Evidence Is Growing of Fracking’s Dangers to Reproductive and Developmental Health

In recent days new research has emerged that specifically highlights fracking’s impact on reproductive health, and adds to a growing body of evidence suggesting that exposure to fracking chemicals can have particularly damaging impacts when it comes to pregnancy and prenatal health.

Gideon Weissman

Former Policy Analyst, Frontier Group

This month we released Dangerous and Close, a report highlighting the proximity of Pennsylvania fracking wells to locations with the state’s most vulnerable populations: schools, preschools, hospitals, and nursing homes. The report covers many reasons why fracking next to vulnerable populations is troubling, but in recent days new research has emerged that specifically highlights fracking’s impact on reproductive health, and adds to a growing body of evidence suggesting that exposure to fracking chemicals can have particularly damaging impacts when it comes to pregnancy and prenatal health.

The newest study [pdf] found that mice exposed to certain fracking chemicals suffered reproductive health impacts, and suggests that humans could be impacted similarly. For the study, researchers first tested fracking chemicals for hormone disruption properties; among the many fracking chemicals that tested positive for these properties were benzene, a carcinogenic chemical used to decrease surface tension in fracking fluid, and toluene, another carcinogenic chemical used to prevent clogging in fracking wells. The researchers then collected fracking wastewater samples from drilling sites with leaking pipes and open waste containers, and analyzed the samples to quantify the concentrations of hormone-disrupting chemicals that could reach the environment through fracking. Finally, the researchers subjected mice to prenatal exposure of similar concentrations of these chemicals, and found that the mice suffered from adverse health impacts including decreased sperm counts and increased testes, heart, and thymus weights.

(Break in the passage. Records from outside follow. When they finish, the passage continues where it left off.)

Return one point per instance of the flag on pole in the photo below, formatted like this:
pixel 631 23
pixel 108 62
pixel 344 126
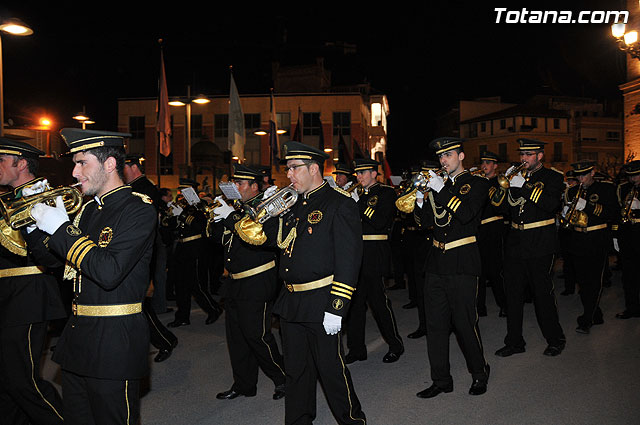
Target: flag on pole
pixel 297 135
pixel 274 139
pixel 236 137
pixel 164 117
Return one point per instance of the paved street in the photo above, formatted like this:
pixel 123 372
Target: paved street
pixel 594 381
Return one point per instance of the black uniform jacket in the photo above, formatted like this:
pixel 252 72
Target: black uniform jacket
pixel 29 298
pixel 377 211
pixel 111 246
pixel 601 209
pixel 321 236
pixel 456 216
pixel 240 256
pixel 538 200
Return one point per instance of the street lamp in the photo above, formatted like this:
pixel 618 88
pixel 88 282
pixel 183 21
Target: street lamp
pixel 200 100
pixel 13 27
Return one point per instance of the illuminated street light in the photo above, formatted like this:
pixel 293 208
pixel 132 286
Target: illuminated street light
pixel 13 27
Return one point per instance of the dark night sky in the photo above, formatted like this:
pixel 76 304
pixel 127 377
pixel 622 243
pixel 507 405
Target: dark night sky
pixel 424 56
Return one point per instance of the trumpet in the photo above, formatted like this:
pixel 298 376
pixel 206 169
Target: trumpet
pixel 275 205
pixel 626 211
pixel 573 216
pixel 419 182
pixel 505 179
pixel 17 212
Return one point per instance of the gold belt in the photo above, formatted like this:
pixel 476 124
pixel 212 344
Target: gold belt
pixel 190 238
pixel 455 244
pixel 106 310
pixel 591 228
pixel 490 219
pixel 254 271
pixel 533 225
pixel 375 237
pixel 21 271
pixel 300 287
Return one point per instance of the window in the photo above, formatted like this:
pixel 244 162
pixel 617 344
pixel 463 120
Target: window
pixel 221 125
pixel 341 123
pixel 502 152
pixel 613 136
pixel 196 127
pixel 251 121
pixel 311 125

This new research adds to the growing body of evidence suggesting that exposure to fracking chemicals can be damaging to reproductive and developmental health.

  • A recent study found that pregnant women who live near fracking sites are at increased risk for giving premature birth.

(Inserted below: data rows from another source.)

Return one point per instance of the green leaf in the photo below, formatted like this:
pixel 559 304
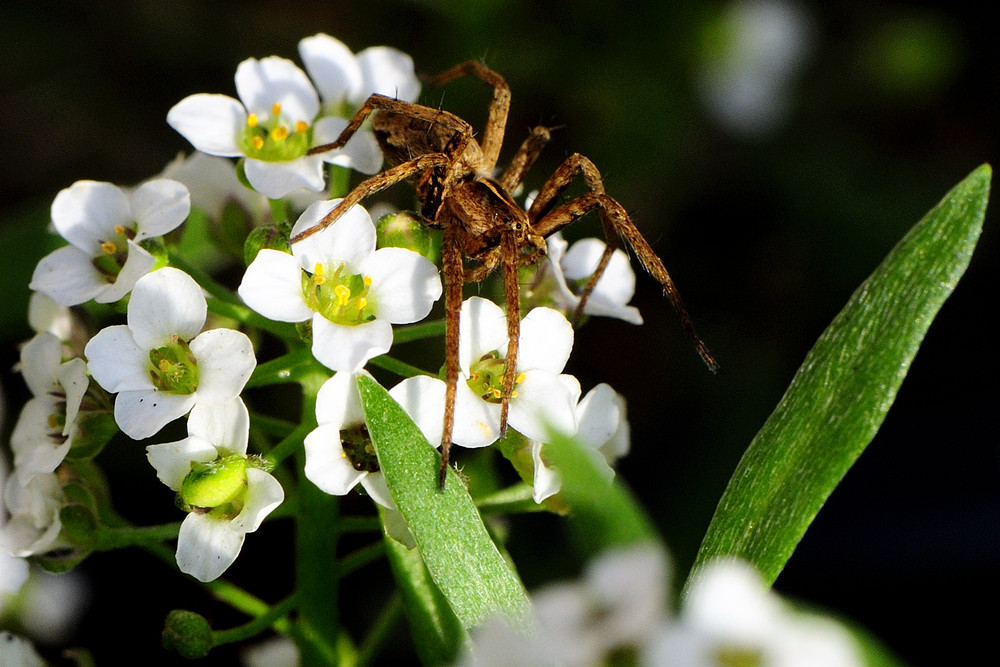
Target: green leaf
pixel 458 552
pixel 437 632
pixel 840 395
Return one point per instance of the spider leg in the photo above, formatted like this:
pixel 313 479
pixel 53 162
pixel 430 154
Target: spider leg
pixel 524 158
pixel 499 107
pixel 375 184
pixel 616 223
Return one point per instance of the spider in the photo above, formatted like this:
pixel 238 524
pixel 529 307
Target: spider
pixel 479 219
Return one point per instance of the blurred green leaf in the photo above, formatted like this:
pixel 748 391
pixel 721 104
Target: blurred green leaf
pixel 458 552
pixel 841 393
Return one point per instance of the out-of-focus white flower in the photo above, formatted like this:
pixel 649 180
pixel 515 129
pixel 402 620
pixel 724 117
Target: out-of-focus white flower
pixel 161 364
pixel 104 226
pixel 351 292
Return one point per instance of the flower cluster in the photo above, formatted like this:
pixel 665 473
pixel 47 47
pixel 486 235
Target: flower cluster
pixel 618 608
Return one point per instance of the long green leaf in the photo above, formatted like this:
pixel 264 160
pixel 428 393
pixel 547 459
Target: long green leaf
pixel 840 395
pixel 458 552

  • A study of births in rural Colorado found that infants born near drilling sites were more likely to be born with congenital heart defects.

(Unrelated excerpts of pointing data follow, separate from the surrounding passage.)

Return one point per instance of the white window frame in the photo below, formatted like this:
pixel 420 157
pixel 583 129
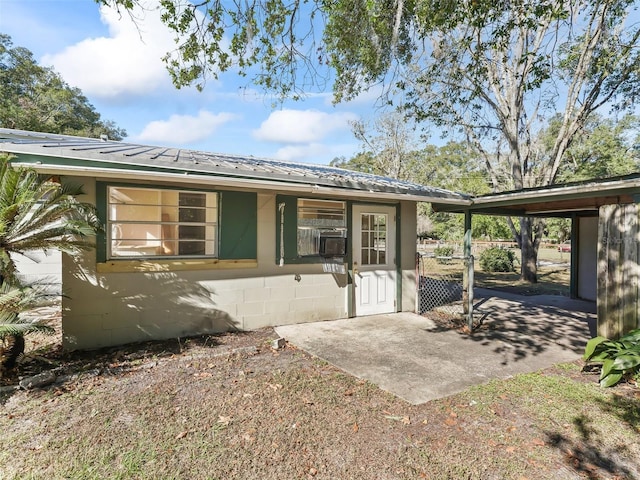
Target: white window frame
pixel 314 217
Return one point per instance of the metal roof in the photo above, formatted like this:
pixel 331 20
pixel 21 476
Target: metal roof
pixel 44 150
pixel 559 200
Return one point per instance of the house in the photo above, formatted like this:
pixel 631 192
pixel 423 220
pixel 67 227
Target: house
pixel 605 239
pixel 195 242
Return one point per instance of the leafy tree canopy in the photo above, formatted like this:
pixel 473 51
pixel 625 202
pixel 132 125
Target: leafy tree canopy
pixel 36 98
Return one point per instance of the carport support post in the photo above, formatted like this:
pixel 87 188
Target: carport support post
pixel 467 275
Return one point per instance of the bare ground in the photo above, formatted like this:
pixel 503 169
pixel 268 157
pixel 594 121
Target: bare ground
pixel 231 407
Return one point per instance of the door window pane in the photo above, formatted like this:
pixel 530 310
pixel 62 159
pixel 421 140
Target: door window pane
pixel 374 244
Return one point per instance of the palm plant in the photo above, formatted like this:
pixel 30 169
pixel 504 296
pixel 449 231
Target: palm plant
pixel 36 213
pixel 14 325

  • A study analyzing a subset of fracking chemicals found that exposure could lead to decreased fertility, increased cancer incidence, decreased sperm quality and quantity, and reproductive tract deformities.[pdf] One of the study’s sampling sites had been previously used as a small ranch before a fracking spill occurred there – afterwards, the ranch was closed “because the animals no longer produced live offspring.”

  • One study catalogued the risks of known fracking chemicals to developmental and reproductive health, and found risks including miscarriages, stillbirths and birth defects.

Despite ample evidence of the danger that fracking poses to the environment and our health, hydraulic fracturing is largely exempt from the laws designed to protect people from dangerous air and water pollution, including the Safe Drinking Water Act and the Clean Water Act.[pdf] It’s time to extend these and other protections to the communities who live in the shadow of fracking operations, and to give them the confidence that the reckless pursuit of oil and gas will not leave behind a wake of disability, infertility, and other health problems.